# Lyapunov exponent

(Redirected from Characteristic exponents)

The Lyapunov exponent or Lyapunov characteristic exponent of a dynamical system is a quantity that characterizes the rate of separation of infinitesimally close trajectories. Quantitatively, two trajectories in phase space with initial separation $\delta \mathbf{Z}_0$ diverge

$| \delta\mathbf{Z}(t) | \approx e^{\lambda t} | \delta \mathbf{Z}_0 |$

The rate of separation can be different for different orientations of initial separation vector. Thus, there is whole spectrum of Lyapunov exponents—the number of them is equal to the number of dimensions of the phase space. It is common to just refer to the largest one, because it determines the predictability of a dynamical system.

## Definition

For a dynamical system with evolution equation ft in a n–dimensional phase space, the spectrum of Lyapunov exponents

$\{ \lambda_1, \lambda_2, \cdots , \lambda_n \} \,,$

in general, depends on the starting point x0. The Lyapunov exponents describe the behavior of vectors in the tangent space of the phase space and are defined from the Jacobian matrix

$J^t(x_0) = \left. \frac{ d f^t(x) }{dx} \right|_{x_0}.$

The Jt matrix describes how a small change at the point x0 propagate to the final point ft(x0). The limit

$\lim_{t \rightarrow \infty} (J^t \cdot \mathrm{Transpose}(J^t) )^{1/2t}$

defines a matrix L(x0) (the conditions for the existence of the limit are given by the Oseldec theorem). If Λi(x0) are the eigenvalues of L(x0), then the Lyapunov exponents λi are defined by

$\lambda_i(x_0) = \log \Lambda_i(x_0).\,$

The set of Lyapunov exponents will be the same for almost all stating points of an ergodic component of the dynamical system.

## Basic properties

If the system is conservative (i.e. there is no dissipation), a volume element of the phase space will stay the same along a trajectory. Thus the sum of all Lyapunov exponents must be zero. If the system is dissipative, the sum of Lyapunov exponents is negative.

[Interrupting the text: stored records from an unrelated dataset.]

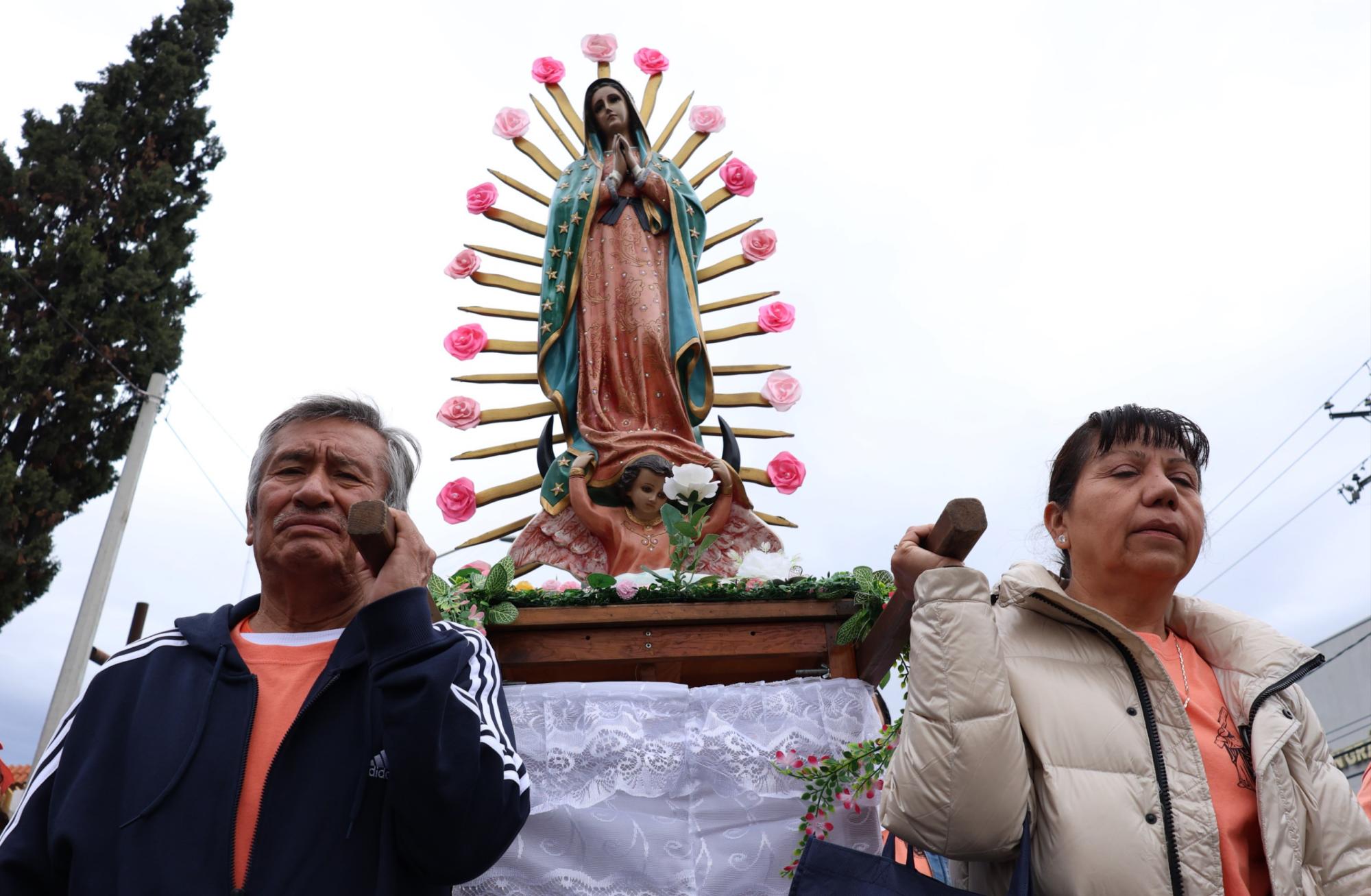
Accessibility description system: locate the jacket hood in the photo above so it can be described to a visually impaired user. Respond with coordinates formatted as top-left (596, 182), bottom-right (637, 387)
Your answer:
top-left (997, 561), bottom-right (1320, 703)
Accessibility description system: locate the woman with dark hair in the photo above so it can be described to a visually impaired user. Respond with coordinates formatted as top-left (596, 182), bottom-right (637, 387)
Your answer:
top-left (882, 406), bottom-right (1371, 896)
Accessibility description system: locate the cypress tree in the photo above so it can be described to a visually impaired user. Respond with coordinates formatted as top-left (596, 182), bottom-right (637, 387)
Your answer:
top-left (0, 0), bottom-right (233, 626)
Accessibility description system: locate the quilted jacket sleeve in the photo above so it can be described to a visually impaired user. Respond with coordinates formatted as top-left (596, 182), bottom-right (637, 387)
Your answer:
top-left (1291, 688), bottom-right (1371, 896)
top-left (880, 567), bottom-right (1030, 860)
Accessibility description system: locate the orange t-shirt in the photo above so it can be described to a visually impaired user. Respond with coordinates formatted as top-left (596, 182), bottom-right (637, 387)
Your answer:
top-left (229, 619), bottom-right (343, 889)
top-left (1137, 630), bottom-right (1271, 896)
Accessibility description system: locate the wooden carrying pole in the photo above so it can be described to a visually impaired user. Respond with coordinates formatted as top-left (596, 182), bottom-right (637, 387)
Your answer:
top-left (33, 374), bottom-right (167, 764)
top-left (857, 497), bottom-right (986, 685)
top-left (347, 501), bottom-right (443, 622)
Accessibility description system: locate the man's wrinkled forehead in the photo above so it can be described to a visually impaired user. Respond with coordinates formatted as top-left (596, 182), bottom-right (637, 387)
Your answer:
top-left (269, 420), bottom-right (385, 472)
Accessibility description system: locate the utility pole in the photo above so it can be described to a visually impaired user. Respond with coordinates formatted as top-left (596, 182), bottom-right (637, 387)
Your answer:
top-left (33, 373), bottom-right (167, 766)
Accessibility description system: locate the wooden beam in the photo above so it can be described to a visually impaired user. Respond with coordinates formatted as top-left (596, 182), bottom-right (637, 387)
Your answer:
top-left (707, 218), bottom-right (762, 252)
top-left (452, 372), bottom-right (535, 385)
top-left (528, 93), bottom-right (581, 159)
top-left (481, 208), bottom-right (547, 237)
top-left (485, 169), bottom-right (553, 206)
top-left (690, 149), bottom-right (733, 189)
top-left (472, 271), bottom-right (540, 296)
top-left (462, 242), bottom-right (540, 267)
top-left (457, 306), bottom-right (537, 321)
top-left (753, 509), bottom-right (799, 529)
top-left (452, 431), bottom-right (568, 460)
top-left (699, 186), bottom-right (733, 213)
top-left (672, 130), bottom-right (709, 169)
top-left (452, 515), bottom-right (533, 550)
top-left (718, 365), bottom-right (790, 383)
top-left (714, 392), bottom-right (771, 407)
top-left (481, 340), bottom-right (537, 355)
top-left (653, 90), bottom-right (695, 152)
top-left (638, 71), bottom-right (662, 128)
top-left (738, 467), bottom-right (776, 487)
top-left (699, 426), bottom-right (795, 439)
top-left (857, 497), bottom-right (986, 683)
top-left (514, 137), bottom-right (562, 181)
top-left (546, 84), bottom-right (585, 145)
top-left (702, 324), bottom-right (766, 344)
top-left (481, 402), bottom-right (557, 424)
top-left (476, 472), bottom-right (543, 507)
top-left (695, 255), bottom-right (754, 284)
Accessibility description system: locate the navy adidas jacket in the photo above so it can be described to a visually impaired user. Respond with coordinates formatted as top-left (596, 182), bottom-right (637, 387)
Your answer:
top-left (0, 588), bottom-right (529, 896)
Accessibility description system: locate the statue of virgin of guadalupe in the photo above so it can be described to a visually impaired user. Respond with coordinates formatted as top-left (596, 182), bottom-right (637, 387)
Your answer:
top-left (511, 78), bottom-right (780, 575)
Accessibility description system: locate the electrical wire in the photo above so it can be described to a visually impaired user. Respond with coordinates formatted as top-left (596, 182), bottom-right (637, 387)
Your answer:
top-left (177, 374), bottom-right (252, 460)
top-left (1209, 421), bottom-right (1342, 538)
top-left (162, 420), bottom-right (248, 531)
top-left (1209, 358), bottom-right (1371, 513)
top-left (1196, 455), bottom-right (1371, 596)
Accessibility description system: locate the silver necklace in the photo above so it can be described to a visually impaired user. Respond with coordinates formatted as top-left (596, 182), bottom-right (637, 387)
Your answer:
top-left (1171, 631), bottom-right (1190, 710)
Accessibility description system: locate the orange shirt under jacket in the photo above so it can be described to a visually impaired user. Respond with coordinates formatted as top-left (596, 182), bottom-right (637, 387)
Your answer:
top-left (1137, 630), bottom-right (1271, 896)
top-left (229, 616), bottom-right (343, 889)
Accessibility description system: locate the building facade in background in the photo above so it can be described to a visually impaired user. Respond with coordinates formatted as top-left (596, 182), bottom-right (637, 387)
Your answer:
top-left (1300, 616), bottom-right (1371, 789)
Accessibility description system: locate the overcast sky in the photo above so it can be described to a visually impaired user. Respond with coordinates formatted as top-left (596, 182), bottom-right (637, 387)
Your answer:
top-left (0, 0), bottom-right (1371, 762)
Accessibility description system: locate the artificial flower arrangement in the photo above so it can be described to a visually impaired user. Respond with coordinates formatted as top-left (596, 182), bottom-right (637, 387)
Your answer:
top-left (429, 464), bottom-right (909, 877)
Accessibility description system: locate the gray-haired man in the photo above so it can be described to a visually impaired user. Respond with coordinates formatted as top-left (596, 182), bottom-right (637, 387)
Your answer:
top-left (0, 396), bottom-right (529, 895)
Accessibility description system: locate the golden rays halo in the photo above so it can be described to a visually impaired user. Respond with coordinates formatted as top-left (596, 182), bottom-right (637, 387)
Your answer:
top-left (448, 43), bottom-right (795, 561)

If the system is a flow, one exponent is always zero —the Lyapunov exponent corresponding to the eigenvalue of L with an eigenvector in the direction of the flow.

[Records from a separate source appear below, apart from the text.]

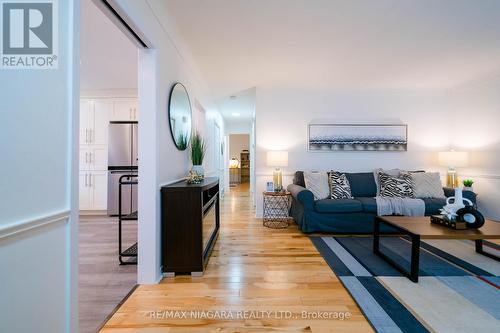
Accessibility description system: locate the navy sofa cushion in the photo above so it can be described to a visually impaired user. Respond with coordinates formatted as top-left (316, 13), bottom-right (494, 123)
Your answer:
top-left (345, 172), bottom-right (377, 197)
top-left (354, 197), bottom-right (377, 214)
top-left (314, 199), bottom-right (363, 213)
top-left (422, 198), bottom-right (446, 215)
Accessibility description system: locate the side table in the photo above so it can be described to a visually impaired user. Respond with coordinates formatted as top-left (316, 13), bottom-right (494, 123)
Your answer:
top-left (262, 192), bottom-right (291, 229)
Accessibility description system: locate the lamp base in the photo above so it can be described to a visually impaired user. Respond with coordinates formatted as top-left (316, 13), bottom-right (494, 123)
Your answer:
top-left (446, 170), bottom-right (458, 188)
top-left (273, 168), bottom-right (283, 192)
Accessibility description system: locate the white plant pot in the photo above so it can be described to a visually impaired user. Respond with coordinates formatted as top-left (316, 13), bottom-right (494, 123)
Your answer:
top-left (191, 165), bottom-right (205, 177)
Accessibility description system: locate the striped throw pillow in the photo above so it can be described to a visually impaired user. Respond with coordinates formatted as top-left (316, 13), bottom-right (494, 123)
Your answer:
top-left (330, 171), bottom-right (353, 199)
top-left (379, 172), bottom-right (415, 198)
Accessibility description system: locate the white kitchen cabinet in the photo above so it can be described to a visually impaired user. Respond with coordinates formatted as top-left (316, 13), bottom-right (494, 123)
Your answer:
top-left (79, 171), bottom-right (108, 210)
top-left (79, 172), bottom-right (92, 210)
top-left (90, 99), bottom-right (113, 145)
top-left (80, 99), bottom-right (113, 145)
top-left (111, 98), bottom-right (139, 121)
top-left (80, 145), bottom-right (108, 171)
top-left (80, 99), bottom-right (94, 144)
top-left (90, 171), bottom-right (108, 210)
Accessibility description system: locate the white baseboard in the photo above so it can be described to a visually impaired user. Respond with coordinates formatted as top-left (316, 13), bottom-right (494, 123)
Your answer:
top-left (79, 210), bottom-right (108, 216)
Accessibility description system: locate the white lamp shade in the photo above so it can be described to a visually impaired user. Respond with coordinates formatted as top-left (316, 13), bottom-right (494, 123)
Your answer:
top-left (439, 151), bottom-right (469, 168)
top-left (267, 150), bottom-right (288, 167)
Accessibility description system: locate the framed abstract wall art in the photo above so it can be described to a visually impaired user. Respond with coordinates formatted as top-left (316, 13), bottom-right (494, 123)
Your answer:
top-left (308, 124), bottom-right (408, 151)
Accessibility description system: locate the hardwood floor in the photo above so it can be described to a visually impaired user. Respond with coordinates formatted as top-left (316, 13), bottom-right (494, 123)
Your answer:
top-left (101, 186), bottom-right (373, 333)
top-left (78, 216), bottom-right (137, 333)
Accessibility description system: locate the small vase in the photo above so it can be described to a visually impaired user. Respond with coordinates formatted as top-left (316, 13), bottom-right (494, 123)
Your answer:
top-left (191, 165), bottom-right (205, 177)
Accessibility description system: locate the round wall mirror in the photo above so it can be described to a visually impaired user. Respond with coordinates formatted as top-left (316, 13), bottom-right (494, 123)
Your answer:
top-left (168, 83), bottom-right (191, 150)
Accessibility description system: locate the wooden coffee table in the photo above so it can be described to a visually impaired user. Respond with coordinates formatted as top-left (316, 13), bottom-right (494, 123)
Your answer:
top-left (373, 216), bottom-right (500, 282)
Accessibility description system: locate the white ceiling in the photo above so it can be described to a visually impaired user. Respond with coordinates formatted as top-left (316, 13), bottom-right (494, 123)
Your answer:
top-left (80, 0), bottom-right (138, 90)
top-left (215, 88), bottom-right (255, 123)
top-left (166, 0), bottom-right (500, 100)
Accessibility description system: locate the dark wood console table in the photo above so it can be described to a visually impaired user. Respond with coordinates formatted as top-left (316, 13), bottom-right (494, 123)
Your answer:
top-left (161, 177), bottom-right (220, 276)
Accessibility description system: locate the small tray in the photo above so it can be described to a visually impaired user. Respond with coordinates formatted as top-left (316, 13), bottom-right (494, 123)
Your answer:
top-left (431, 215), bottom-right (467, 230)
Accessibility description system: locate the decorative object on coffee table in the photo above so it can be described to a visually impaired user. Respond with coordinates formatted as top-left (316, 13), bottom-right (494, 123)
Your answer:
top-left (373, 216), bottom-right (500, 282)
top-left (457, 206), bottom-right (484, 229)
top-left (462, 179), bottom-right (474, 191)
top-left (262, 192), bottom-right (291, 229)
top-left (190, 132), bottom-right (207, 177)
top-left (438, 150), bottom-right (469, 188)
top-left (441, 187), bottom-right (474, 220)
top-left (431, 215), bottom-right (467, 230)
top-left (308, 124), bottom-right (408, 151)
top-left (267, 150), bottom-right (288, 191)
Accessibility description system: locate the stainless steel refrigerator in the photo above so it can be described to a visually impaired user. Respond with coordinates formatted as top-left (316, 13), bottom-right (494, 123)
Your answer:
top-left (108, 121), bottom-right (138, 216)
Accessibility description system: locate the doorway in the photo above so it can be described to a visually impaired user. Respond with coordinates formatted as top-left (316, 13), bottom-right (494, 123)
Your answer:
top-left (228, 134), bottom-right (252, 192)
top-left (78, 1), bottom-right (140, 333)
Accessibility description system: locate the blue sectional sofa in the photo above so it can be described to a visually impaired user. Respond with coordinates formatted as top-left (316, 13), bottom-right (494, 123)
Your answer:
top-left (288, 171), bottom-right (476, 234)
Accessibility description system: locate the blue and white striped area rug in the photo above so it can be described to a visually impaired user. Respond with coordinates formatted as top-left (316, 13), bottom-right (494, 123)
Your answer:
top-left (311, 237), bottom-right (500, 333)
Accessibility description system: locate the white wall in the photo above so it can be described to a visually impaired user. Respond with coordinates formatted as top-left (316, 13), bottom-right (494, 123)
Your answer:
top-left (256, 80), bottom-right (500, 219)
top-left (0, 0), bottom-right (80, 333)
top-left (114, 0), bottom-right (224, 283)
top-left (228, 134), bottom-right (250, 160)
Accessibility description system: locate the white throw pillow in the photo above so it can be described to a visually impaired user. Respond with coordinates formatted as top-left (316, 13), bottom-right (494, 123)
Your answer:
top-left (411, 172), bottom-right (446, 199)
top-left (304, 171), bottom-right (330, 200)
top-left (373, 168), bottom-right (403, 197)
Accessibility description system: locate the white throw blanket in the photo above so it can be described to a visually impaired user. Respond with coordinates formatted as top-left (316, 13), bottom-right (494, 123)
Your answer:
top-left (375, 197), bottom-right (425, 216)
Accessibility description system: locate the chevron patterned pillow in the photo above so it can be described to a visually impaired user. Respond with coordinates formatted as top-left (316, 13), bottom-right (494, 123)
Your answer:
top-left (379, 172), bottom-right (415, 198)
top-left (330, 170), bottom-right (354, 199)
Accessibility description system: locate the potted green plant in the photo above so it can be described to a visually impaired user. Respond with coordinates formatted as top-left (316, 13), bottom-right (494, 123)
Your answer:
top-left (190, 131), bottom-right (207, 177)
top-left (463, 179), bottom-right (474, 191)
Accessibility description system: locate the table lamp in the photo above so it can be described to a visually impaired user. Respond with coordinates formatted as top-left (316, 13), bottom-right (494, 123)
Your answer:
top-left (439, 150), bottom-right (469, 188)
top-left (267, 150), bottom-right (288, 192)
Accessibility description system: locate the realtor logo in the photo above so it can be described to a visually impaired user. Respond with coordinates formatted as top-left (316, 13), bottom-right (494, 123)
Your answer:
top-left (0, 0), bottom-right (58, 69)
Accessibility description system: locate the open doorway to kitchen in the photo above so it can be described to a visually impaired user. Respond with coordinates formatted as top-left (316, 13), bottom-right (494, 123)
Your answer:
top-left (228, 134), bottom-right (251, 192)
top-left (78, 0), bottom-right (145, 333)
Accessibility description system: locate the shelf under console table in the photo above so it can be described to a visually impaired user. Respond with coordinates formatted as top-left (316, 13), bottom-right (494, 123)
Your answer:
top-left (161, 177), bottom-right (220, 276)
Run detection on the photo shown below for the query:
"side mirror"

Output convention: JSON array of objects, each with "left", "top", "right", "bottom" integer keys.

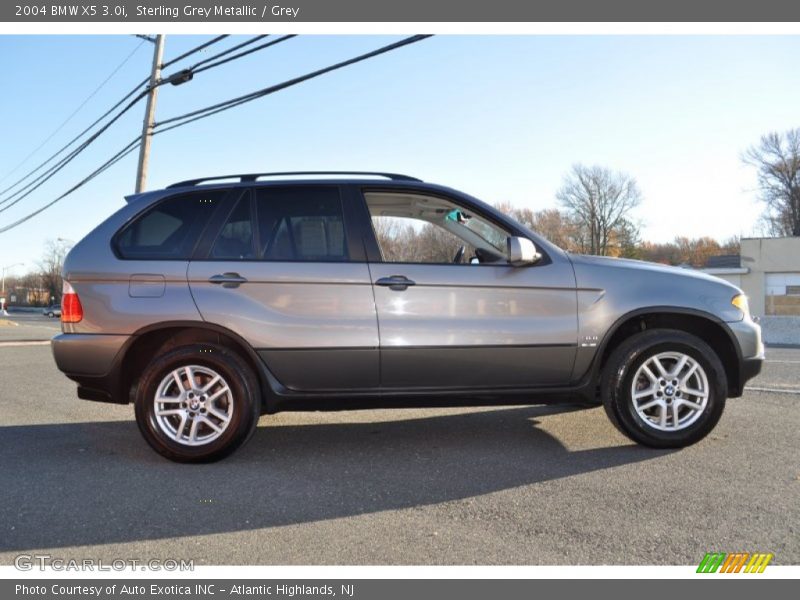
[{"left": 507, "top": 236, "right": 541, "bottom": 267}]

## Significance of Lyapunov spectrum

The Lyapunov spectrum can be used to estimate the rate entropy production of the dynamical system.

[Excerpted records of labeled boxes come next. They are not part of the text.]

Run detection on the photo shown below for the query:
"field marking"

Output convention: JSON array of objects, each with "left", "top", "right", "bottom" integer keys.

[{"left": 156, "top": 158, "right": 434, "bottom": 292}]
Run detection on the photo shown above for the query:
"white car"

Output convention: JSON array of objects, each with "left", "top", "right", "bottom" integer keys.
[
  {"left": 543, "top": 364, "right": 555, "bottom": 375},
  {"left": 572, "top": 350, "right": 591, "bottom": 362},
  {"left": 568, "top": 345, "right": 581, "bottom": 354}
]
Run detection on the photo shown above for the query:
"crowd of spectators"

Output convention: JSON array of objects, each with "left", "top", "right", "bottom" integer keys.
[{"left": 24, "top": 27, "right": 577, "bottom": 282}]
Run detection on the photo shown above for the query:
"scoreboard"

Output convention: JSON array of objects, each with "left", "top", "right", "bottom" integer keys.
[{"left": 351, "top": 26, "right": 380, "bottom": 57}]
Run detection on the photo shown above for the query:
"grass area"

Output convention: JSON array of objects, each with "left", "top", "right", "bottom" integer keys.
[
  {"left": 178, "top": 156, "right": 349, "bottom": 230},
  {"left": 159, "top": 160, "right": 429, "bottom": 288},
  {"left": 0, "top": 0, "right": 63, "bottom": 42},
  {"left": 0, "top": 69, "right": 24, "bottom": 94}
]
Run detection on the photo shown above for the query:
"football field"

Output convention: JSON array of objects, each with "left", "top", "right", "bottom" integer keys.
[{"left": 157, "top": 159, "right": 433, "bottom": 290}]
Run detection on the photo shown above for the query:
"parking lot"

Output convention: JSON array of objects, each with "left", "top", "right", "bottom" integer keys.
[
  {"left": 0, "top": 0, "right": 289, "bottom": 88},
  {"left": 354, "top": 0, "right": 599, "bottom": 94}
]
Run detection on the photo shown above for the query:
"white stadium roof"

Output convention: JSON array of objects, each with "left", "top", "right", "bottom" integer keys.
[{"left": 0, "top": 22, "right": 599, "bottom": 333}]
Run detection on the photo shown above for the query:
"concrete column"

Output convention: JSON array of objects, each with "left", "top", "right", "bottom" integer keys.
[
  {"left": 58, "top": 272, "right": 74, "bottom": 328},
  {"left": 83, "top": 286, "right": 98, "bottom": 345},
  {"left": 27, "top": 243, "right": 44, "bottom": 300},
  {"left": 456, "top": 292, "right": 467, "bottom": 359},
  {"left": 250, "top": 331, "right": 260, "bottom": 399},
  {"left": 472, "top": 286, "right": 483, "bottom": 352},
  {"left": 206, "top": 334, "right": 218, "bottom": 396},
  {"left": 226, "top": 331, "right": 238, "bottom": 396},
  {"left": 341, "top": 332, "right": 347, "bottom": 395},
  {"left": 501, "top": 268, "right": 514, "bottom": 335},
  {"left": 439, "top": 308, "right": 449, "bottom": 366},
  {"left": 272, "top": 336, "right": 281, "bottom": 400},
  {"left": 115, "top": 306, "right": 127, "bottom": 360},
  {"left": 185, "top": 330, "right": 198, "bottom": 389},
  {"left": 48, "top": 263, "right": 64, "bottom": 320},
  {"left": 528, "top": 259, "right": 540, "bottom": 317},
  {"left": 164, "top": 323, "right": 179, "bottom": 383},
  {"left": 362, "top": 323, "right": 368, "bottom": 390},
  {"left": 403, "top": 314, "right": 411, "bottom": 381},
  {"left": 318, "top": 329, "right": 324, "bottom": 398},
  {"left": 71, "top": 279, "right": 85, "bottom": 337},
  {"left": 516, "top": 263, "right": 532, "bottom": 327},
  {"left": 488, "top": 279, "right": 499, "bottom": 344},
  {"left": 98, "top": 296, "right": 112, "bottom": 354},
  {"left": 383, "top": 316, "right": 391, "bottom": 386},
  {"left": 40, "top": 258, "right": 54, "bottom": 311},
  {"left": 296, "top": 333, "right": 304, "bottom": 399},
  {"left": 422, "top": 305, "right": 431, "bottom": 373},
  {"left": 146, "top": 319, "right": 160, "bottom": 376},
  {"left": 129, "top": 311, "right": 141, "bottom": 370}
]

The inverse of the largest Lyapunov exponent is sometimes referred in literature as Lyapunov time, and defines the characteristic e-folding time. For chaotic orbits, the Lyapunov time will be finite, whereas for regular orbits it will be infinite.

## Numerical calculation

Generally the calculation of Lyapunov exponents, as defined above, cannot be carried out analytically, and in most cases one must resort to numerical techniques. The commonly used numerical procedures estimates the L matrix based on averaging several finite time approximations of the limit defining L.